The Resistivity technique is useful for characterising the sub-surface materials in terms of their electrical properties. Variations in electrical resistivity (or conductivity) typically correlate with variations in lithology, water saturation, fluid conductivity, porosity and permeability, which may be used to map stratigraphic units, geological structures, sinkholes, fractures and groundwater.
The acquisition of resistivity data involves the injection of current into the ground via a pair of electrodes. Then a corresponding pair of potential electrodes measure the resulting potential field. The field set-up requires deploying an array of regularly spaced electrodes connected to a central control unit via multi-core cables. Resistivity data are then recorded via complex combinations of current and potential electrode pairs to build up a pseudo-cross-section of apparent resistivity beneath the survey line. The depth of investigation depends on the electrode separation and geometry, with greater electrode separations yielding bulk resistivity measurements from greater depths.
The recorded data are transferred to a PC for processing. In order to derive a cross-sectional model of true ground resistivity, the measured data are subject to a finite-difference inversion process via RES2DINV (ver 5.1) software.

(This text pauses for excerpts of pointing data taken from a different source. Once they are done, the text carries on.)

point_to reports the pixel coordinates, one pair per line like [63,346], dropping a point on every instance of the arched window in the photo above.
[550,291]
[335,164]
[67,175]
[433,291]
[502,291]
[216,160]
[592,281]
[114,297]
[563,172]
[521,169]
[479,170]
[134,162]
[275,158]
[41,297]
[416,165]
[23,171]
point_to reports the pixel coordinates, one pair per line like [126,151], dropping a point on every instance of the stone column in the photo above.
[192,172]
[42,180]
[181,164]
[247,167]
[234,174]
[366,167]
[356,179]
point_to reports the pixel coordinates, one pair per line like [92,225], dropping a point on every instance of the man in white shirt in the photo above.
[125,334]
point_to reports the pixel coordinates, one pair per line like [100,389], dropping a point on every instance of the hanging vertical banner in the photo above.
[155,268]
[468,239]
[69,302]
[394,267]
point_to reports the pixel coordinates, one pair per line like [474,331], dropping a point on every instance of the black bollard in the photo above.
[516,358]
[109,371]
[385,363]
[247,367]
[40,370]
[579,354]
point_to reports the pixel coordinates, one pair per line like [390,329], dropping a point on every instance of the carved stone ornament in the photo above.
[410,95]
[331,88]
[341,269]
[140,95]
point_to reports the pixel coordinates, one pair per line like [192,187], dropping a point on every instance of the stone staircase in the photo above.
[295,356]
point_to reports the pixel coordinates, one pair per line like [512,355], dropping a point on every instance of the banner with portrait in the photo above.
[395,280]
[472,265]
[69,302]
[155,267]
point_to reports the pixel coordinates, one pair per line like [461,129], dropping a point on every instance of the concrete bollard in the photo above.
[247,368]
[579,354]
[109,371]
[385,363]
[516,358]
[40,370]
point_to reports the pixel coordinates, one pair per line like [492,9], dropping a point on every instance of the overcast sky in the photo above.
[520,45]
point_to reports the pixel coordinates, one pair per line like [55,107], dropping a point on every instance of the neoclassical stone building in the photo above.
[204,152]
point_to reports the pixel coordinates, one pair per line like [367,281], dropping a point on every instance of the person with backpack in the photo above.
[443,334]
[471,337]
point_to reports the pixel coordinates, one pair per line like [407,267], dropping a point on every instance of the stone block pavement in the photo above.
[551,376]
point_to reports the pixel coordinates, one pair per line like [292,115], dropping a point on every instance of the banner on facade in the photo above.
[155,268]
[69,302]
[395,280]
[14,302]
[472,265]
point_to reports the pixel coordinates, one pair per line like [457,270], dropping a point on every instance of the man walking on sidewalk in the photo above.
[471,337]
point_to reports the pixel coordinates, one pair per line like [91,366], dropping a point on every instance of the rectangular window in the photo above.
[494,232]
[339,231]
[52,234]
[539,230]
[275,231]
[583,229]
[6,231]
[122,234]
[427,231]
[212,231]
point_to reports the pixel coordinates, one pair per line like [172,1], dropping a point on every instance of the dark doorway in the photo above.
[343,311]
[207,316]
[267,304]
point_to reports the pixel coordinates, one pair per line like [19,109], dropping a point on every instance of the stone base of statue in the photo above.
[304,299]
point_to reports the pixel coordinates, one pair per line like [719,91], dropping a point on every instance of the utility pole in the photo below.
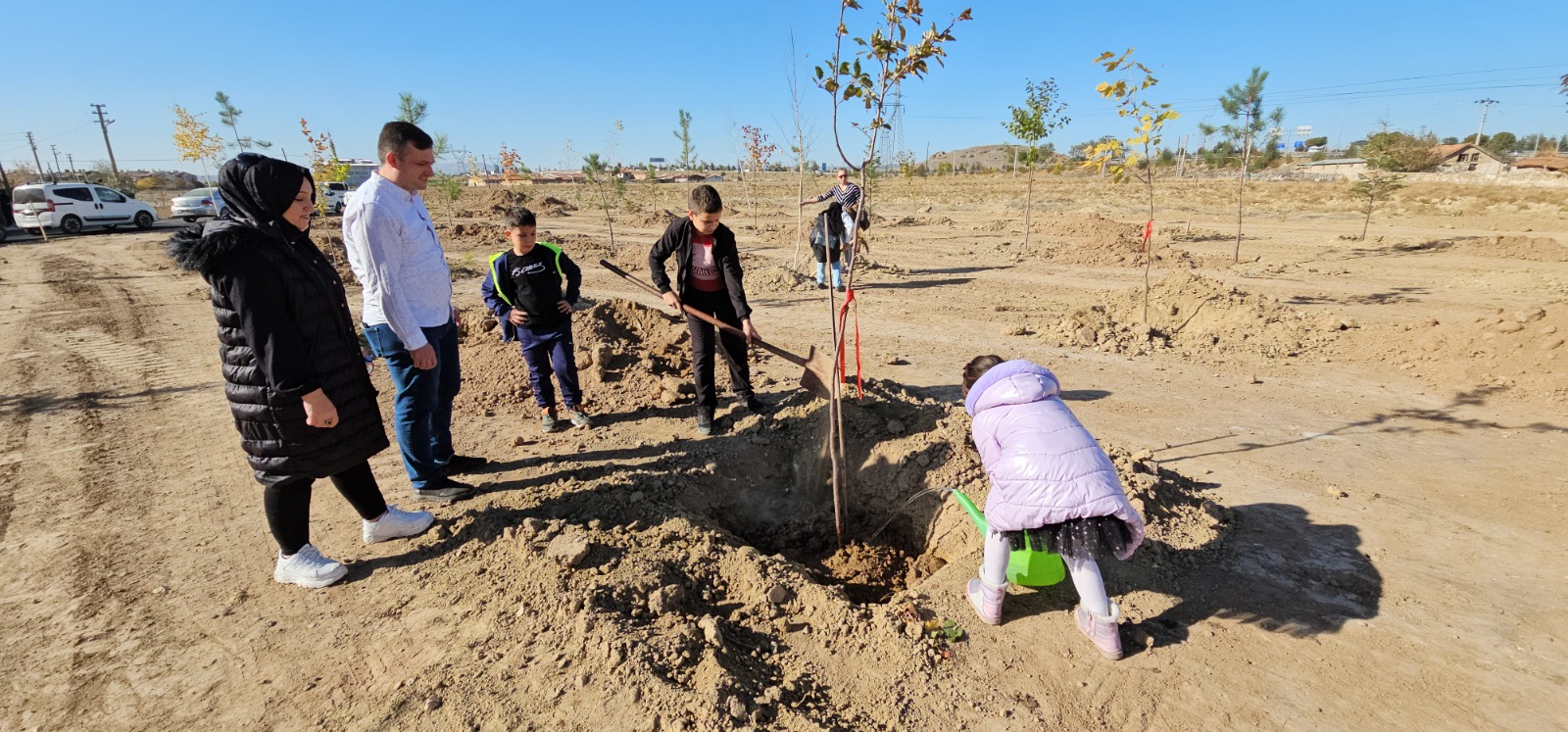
[39,164]
[104,124]
[1486,107]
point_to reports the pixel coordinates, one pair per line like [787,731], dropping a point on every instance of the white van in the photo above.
[71,207]
[333,196]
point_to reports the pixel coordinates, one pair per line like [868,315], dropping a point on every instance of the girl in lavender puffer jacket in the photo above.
[1051,481]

Data processing is based on an iterative routine involving the determination of a two-dimensional (2D) simulated model of the subsurface, which is then compared to the observed data and revised. Convergence between theoretical and observed data is achieved by non-linear least squares optimisation. The extent to which the observed and calculated theoretical models agree is an indication of the validity of the true resistivity model (indicated by the final root-mean-squared (RMS) error).

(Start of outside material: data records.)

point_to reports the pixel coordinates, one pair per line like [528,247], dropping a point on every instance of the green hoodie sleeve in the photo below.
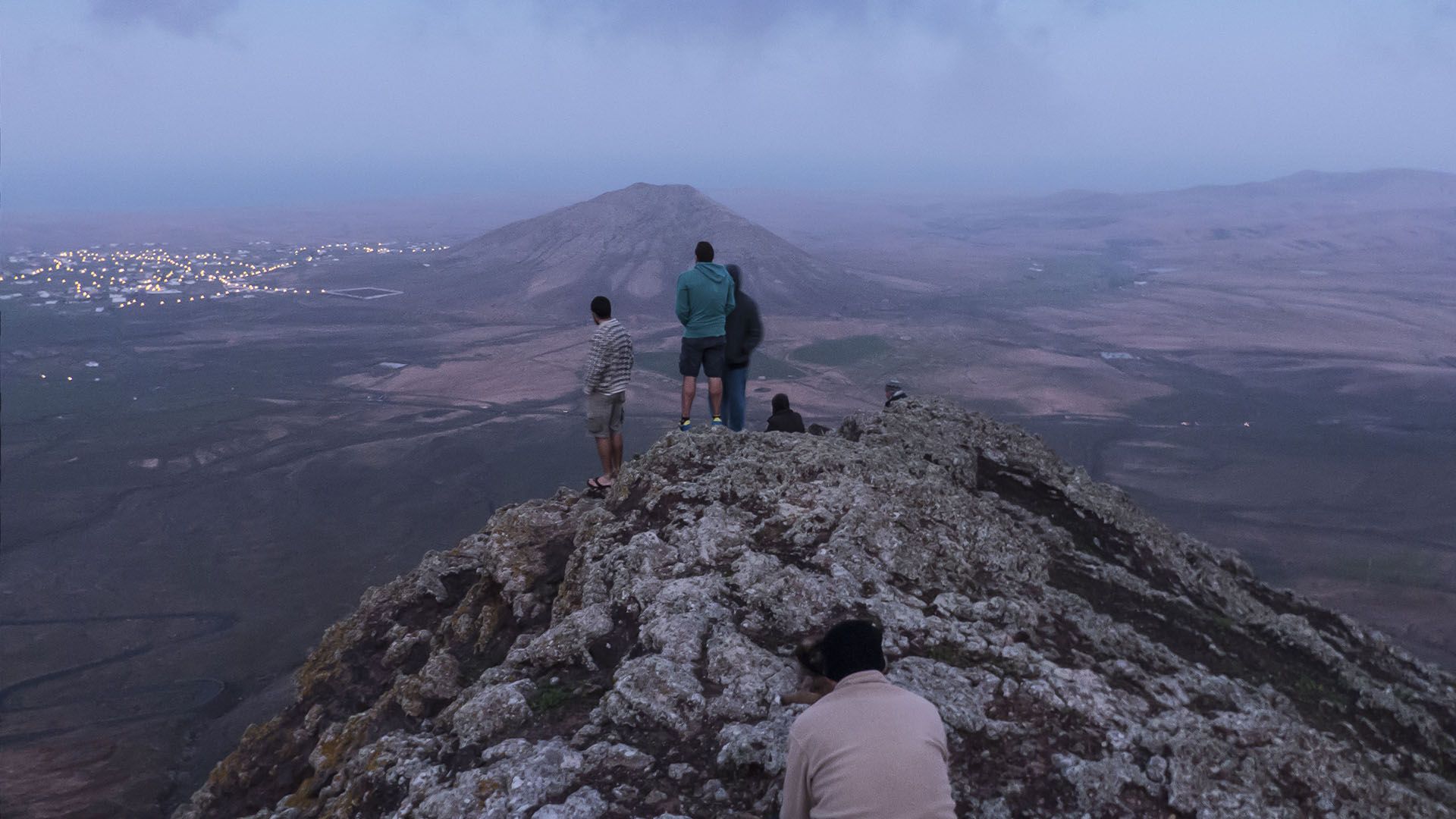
[683,312]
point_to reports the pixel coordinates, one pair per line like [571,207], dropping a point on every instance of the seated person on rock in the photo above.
[867,749]
[783,419]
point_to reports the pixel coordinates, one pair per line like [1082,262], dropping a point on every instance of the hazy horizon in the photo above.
[164,105]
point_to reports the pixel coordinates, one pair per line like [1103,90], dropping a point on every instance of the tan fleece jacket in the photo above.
[868,751]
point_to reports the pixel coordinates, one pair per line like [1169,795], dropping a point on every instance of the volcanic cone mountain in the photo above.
[623,657]
[631,245]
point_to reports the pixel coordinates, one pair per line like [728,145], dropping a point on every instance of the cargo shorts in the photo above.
[604,414]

The true resistivity models are presented as colour contour sections revealing spatial variation in subsurface resistivity. The 2D method of presenting resistivity data is limited, where highly irregular or complex geological features are present, and a 3D survey may be required. Geological materials have characteristic resistivity values that enable the identification of boundaries between distinct lithologies on resistivity cross-sections. At some sites, however, there are overlaps between the ranges of possible resistivity values for the targeted materials, which therefore necessitates the use of other geophysical surveys and/or drilling to confirm the nature of identified features.
Constraints: Readings can be affected by poor electrical contact at the surface. An increased electrode array length is required to locate increased depths of interest; therefore, the site layout must permit long arrays. Resolution of target features decreases with increased depth of burial.

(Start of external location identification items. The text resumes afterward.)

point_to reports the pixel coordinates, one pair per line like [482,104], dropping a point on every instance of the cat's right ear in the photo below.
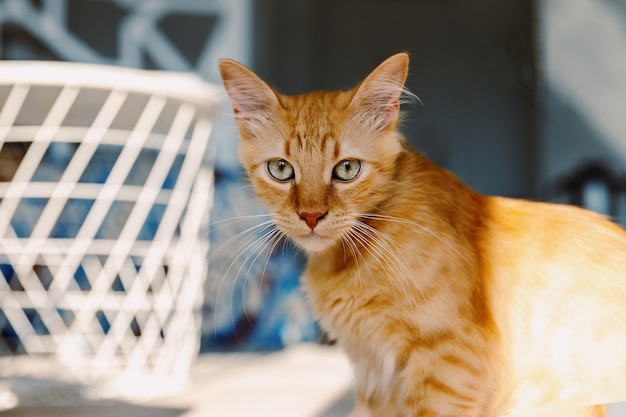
[252,99]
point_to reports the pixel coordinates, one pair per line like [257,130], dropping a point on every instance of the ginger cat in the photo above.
[448,302]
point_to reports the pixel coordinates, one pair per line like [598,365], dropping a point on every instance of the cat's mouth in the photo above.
[314,241]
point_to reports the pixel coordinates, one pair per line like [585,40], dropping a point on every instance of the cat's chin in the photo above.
[314,243]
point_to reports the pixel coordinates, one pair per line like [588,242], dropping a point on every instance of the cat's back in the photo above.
[556,278]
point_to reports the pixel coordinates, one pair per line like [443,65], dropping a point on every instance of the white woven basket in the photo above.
[104,193]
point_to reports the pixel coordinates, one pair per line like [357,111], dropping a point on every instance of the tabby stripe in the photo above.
[441,387]
[460,362]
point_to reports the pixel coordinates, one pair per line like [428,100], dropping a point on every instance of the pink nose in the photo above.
[312,218]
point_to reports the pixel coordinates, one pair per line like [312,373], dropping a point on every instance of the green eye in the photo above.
[347,169]
[280,170]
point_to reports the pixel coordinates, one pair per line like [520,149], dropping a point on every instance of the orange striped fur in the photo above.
[448,302]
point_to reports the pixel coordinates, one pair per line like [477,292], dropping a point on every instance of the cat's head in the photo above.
[319,161]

As part of a hydrological study, a series of resistivity tomography profile lines were acquired to map variations within the overburden thickness. The example section above displays an extensive erosional channel feature together with more subtle overburden thickness variations.
A 3D resistivity survey was carried out to map the lateral and vertical extent of buried foundations. The grey zones represent noisy data due to buried services, and the high resistivity values (red) reflect the foundation material. The resistivity suggests that the foundations extend to a maximum depth of 2m.